But I would not ascribe the company’s performance to just luck either. It has performed well in the past as well. In the first quarter of this year, too, it has shown improvements. While its total income is down 1.1% from the same quarter last year, in reported terms, this is a misleading number. Reported numbers are published for official purposes. The real indicator of the London Stock Exchange Group’s performance in this case is the constant currency version of income. This shows a 2.4% increase.
Big and bold acquisition
Moreover, its recent acquisition of Refinitiv could be a good strategic move for it as well. The company provides markets’ data and infrastructure to users across 190 countries. This can hold it in good stead.
However, all may not be smooth sailing ahead either. The Refinitiv acquisition, for instance, will require work. The group has earmarked a significant £1bn to integrate it. This is in addition to the $27bn price to buy the company, of course.
At the same time, its share price is elevated. With a price-to-earnings (P/E) ratio of 69 times, it is one of the pricier FTSE 100 stocks right now. And this is after its share price has softened in recent months.

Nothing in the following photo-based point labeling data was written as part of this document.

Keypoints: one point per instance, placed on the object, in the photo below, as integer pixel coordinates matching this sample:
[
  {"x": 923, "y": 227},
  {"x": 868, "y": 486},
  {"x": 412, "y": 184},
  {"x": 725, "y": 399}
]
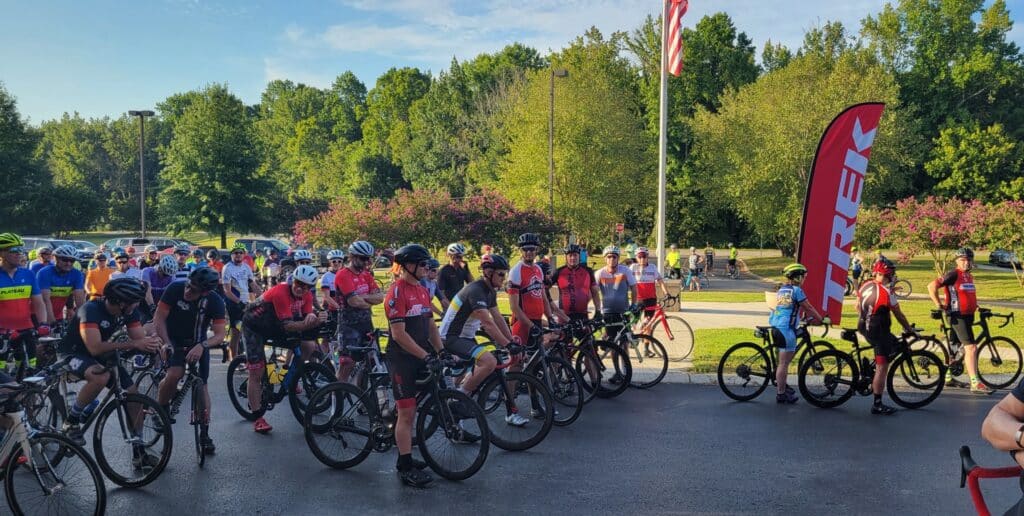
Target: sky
[{"x": 102, "y": 57}]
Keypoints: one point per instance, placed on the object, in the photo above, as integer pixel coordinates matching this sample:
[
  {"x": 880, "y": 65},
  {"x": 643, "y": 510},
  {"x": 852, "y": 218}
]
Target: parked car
[{"x": 1004, "y": 258}]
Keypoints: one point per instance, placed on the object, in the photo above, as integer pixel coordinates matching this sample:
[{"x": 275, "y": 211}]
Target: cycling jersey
[
  {"x": 958, "y": 291},
  {"x": 573, "y": 288},
  {"x": 458, "y": 320},
  {"x": 60, "y": 287},
  {"x": 527, "y": 281},
  {"x": 409, "y": 303},
  {"x": 15, "y": 299},
  {"x": 646, "y": 278}
]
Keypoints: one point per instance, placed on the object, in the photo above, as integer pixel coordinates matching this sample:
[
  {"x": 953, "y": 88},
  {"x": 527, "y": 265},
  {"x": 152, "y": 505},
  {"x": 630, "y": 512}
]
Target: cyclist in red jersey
[{"x": 961, "y": 305}]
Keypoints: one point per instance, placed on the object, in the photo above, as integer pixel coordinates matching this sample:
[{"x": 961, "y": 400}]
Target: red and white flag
[{"x": 675, "y": 35}]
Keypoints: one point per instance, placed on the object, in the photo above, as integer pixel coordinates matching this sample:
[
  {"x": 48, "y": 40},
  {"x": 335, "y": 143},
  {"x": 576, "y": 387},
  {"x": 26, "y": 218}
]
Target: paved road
[{"x": 675, "y": 449}]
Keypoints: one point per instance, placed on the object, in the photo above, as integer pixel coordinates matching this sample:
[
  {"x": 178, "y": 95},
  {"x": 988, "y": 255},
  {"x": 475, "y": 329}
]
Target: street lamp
[
  {"x": 141, "y": 164},
  {"x": 551, "y": 151}
]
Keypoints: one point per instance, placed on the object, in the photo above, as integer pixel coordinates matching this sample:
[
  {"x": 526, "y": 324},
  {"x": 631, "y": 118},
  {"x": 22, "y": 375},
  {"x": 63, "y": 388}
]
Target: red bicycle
[{"x": 971, "y": 472}]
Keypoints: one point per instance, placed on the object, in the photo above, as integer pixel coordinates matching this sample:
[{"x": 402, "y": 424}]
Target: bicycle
[
  {"x": 44, "y": 470},
  {"x": 297, "y": 381},
  {"x": 751, "y": 361},
  {"x": 672, "y": 331},
  {"x": 991, "y": 351},
  {"x": 971, "y": 473},
  {"x": 843, "y": 374},
  {"x": 344, "y": 424}
]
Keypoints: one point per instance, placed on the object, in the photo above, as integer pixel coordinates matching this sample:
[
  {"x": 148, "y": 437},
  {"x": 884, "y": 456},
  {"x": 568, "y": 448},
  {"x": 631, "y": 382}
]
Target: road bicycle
[
  {"x": 44, "y": 472},
  {"x": 747, "y": 369},
  {"x": 838, "y": 375}
]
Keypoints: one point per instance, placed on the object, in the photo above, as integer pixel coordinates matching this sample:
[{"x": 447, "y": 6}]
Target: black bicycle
[
  {"x": 915, "y": 377},
  {"x": 747, "y": 369}
]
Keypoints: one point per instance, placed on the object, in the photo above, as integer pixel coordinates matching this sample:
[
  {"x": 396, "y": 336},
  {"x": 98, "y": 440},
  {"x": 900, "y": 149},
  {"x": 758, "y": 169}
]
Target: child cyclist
[{"x": 784, "y": 318}]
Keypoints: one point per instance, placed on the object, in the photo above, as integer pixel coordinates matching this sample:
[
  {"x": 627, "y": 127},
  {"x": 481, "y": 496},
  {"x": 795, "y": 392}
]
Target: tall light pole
[
  {"x": 141, "y": 165},
  {"x": 551, "y": 152}
]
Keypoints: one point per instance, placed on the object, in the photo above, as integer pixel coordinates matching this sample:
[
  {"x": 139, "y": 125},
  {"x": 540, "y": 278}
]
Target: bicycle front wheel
[
  {"x": 920, "y": 381},
  {"x": 676, "y": 335},
  {"x": 58, "y": 478},
  {"x": 998, "y": 362}
]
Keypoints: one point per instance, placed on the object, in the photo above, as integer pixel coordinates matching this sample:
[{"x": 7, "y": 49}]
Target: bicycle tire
[
  {"x": 452, "y": 430},
  {"x": 337, "y": 419},
  {"x": 238, "y": 383},
  {"x": 147, "y": 407},
  {"x": 923, "y": 372},
  {"x": 838, "y": 369},
  {"x": 994, "y": 352},
  {"x": 680, "y": 344},
  {"x": 649, "y": 361},
  {"x": 747, "y": 367},
  {"x": 66, "y": 448}
]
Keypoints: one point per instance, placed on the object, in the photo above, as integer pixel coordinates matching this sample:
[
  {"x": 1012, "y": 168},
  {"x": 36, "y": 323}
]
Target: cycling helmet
[
  {"x": 965, "y": 252},
  {"x": 167, "y": 265},
  {"x": 124, "y": 290},
  {"x": 528, "y": 240},
  {"x": 794, "y": 269},
  {"x": 494, "y": 261},
  {"x": 412, "y": 253},
  {"x": 66, "y": 251},
  {"x": 8, "y": 241},
  {"x": 205, "y": 277},
  {"x": 305, "y": 273},
  {"x": 360, "y": 248}
]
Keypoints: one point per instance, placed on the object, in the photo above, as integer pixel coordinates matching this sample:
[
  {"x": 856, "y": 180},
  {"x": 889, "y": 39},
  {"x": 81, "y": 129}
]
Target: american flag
[{"x": 675, "y": 43}]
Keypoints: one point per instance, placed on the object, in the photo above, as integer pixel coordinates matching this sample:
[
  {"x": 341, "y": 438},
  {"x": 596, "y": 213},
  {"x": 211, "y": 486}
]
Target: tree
[{"x": 210, "y": 170}]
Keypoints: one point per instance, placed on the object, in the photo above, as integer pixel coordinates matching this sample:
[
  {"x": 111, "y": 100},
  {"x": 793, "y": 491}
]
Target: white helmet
[
  {"x": 168, "y": 265},
  {"x": 305, "y": 273}
]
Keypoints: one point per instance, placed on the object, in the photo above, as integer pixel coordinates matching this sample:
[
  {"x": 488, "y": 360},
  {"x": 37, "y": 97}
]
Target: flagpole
[{"x": 664, "y": 123}]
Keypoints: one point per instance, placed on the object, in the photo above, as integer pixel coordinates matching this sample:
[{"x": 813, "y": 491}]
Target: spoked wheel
[
  {"x": 132, "y": 440},
  {"x": 458, "y": 449},
  {"x": 999, "y": 362},
  {"x": 827, "y": 379},
  {"x": 59, "y": 477},
  {"x": 529, "y": 399},
  {"x": 649, "y": 360},
  {"x": 337, "y": 425},
  {"x": 743, "y": 372},
  {"x": 676, "y": 335},
  {"x": 915, "y": 379}
]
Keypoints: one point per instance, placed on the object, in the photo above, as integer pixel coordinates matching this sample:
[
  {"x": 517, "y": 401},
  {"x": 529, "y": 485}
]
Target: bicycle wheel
[
  {"x": 238, "y": 385},
  {"x": 337, "y": 426},
  {"x": 649, "y": 360},
  {"x": 310, "y": 378},
  {"x": 527, "y": 393},
  {"x": 459, "y": 450},
  {"x": 827, "y": 379},
  {"x": 922, "y": 375},
  {"x": 128, "y": 446},
  {"x": 58, "y": 478},
  {"x": 743, "y": 372},
  {"x": 676, "y": 335},
  {"x": 566, "y": 389},
  {"x": 999, "y": 362}
]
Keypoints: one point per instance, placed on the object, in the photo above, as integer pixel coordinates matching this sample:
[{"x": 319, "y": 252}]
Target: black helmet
[
  {"x": 124, "y": 290},
  {"x": 412, "y": 253},
  {"x": 528, "y": 240},
  {"x": 494, "y": 261},
  {"x": 204, "y": 277}
]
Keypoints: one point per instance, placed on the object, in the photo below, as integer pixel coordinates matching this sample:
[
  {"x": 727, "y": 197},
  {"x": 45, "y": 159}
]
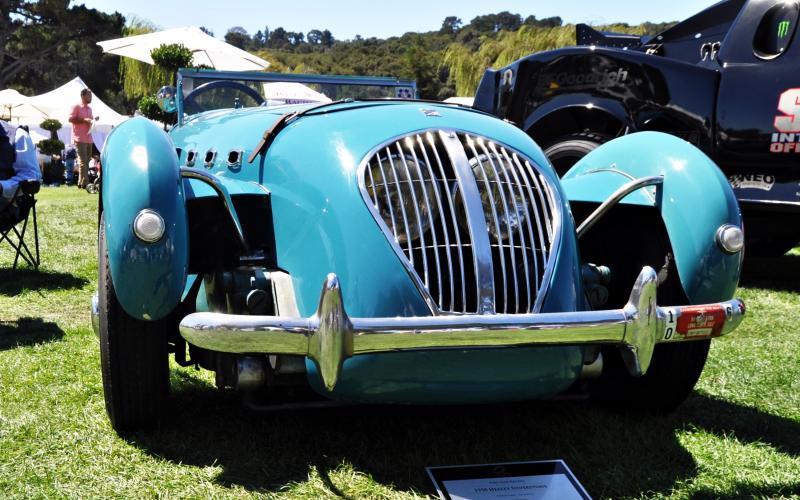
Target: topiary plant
[
  {"x": 171, "y": 57},
  {"x": 148, "y": 106},
  {"x": 53, "y": 126}
]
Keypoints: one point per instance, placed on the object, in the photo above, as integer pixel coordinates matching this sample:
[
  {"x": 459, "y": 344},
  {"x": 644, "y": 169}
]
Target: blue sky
[{"x": 346, "y": 18}]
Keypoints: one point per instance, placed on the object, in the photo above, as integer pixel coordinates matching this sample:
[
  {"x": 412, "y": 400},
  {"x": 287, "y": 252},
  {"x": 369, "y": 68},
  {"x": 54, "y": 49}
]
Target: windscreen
[{"x": 218, "y": 91}]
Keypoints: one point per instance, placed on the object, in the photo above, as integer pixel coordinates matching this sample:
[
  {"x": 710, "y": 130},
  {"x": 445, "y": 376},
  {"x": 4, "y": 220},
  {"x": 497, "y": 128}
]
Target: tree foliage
[{"x": 45, "y": 43}]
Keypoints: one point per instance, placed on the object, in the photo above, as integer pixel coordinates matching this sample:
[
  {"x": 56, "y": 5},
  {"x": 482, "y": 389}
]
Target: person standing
[{"x": 82, "y": 119}]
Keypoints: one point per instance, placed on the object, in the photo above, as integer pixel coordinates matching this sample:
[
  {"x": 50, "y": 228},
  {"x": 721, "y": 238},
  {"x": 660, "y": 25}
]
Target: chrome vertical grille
[{"x": 416, "y": 186}]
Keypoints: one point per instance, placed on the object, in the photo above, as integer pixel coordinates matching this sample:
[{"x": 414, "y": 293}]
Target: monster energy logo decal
[{"x": 783, "y": 29}]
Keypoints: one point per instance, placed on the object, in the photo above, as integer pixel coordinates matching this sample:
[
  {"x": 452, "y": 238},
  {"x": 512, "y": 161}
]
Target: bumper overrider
[{"x": 329, "y": 337}]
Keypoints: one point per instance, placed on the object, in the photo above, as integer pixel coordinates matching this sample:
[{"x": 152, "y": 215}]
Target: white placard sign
[{"x": 550, "y": 479}]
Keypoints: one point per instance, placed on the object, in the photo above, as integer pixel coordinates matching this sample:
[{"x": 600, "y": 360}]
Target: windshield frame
[{"x": 258, "y": 76}]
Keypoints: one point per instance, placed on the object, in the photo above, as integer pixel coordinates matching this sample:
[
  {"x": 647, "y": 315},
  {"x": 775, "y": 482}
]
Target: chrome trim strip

What is next for the FTSE 100 stock
On balance though, I am hopeful about its future performance. The company has a lot going for it. A big acquisition comes with its own risks, but I think it is a bold move that can be hugely rewarding for it if it works out well. I think it is likely that the London Stock Exchange Group share can rise more, and for that reason I will still buy the stock. But whether it will quadruple or not will depend on how the Refinitiv deal plays out. I think the verdict is still out.